The Different Kinds of Stocks

Stocks comes in two main kinds: Common and Preferred.

Common

Common stock is called this because it is, in fact, common. Most of the time, when people discuss the stock market, they are talking about common stock, as the majority of shares sold are the common kind. The last section highlighted common stock more than it did preferred stock.

As explained previously, owning common stock shares indicates that you own part of the company, and have a claim on a slice of the profits. Additionally, you are entitled to voting in board elections.

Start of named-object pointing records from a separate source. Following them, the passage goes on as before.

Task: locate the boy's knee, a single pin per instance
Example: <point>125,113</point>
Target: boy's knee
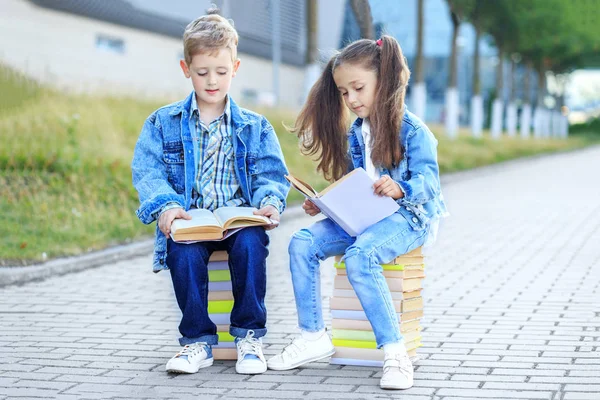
<point>358,263</point>
<point>300,242</point>
<point>251,238</point>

This common stock typically has a higher return than other kinds of investments, but that higher return has the most risk associated with it. If the company files bankruptcy and has to liquidate, you are only entitled to what is left over after creditors, bondholders and the preferred stockholders are paid.

Preferred

Like Common stock, Preferred stock provides shareholders with a claim to ownership, but does not usually have the same voting rights, though voting rights may be awarded by select companies.

Investors who own preferred shares, though, are guaranteed a set dividend payout forever. Common stocks, with variable dividends, are never guaranteed. Additionally, if you own preferred shares and the company goes through liquidation, your shares are paid out before the common shares (though, still after the creditors).

Also, the company may have the option to buy the shares back from shareholders at any time, which is called being callable. If this happens, the company usually pays a premium for those shares.

It may seem like preferred stock is more similar to debt than equity. However, it falls somewhere in the middle, kind of between common stock and bonds.

Different Classes

While common stock and preferred stock are the two used most often, there are other options available, including customization of stock. Commonly, companies do this because they want to keep the power to vote with a specific group, so they would create different classes, who would have different rights. An example of this is when one class of stock entitles a small group of people to multiple votes for every share they own, while the majority of holders are only entitled to one vote.

In the event that more than one class of stock is available, they are typically designated as classes A and B. For example, the large real estate company called Berkshire Hathaway provides two classes. The designations for these two classes are seen in the ticker symbol. Berkshire Hathaway class A would be denoted as “BRKa” or “BRK.A” and class B would be denoted as “BRKb” or “BRK.B.”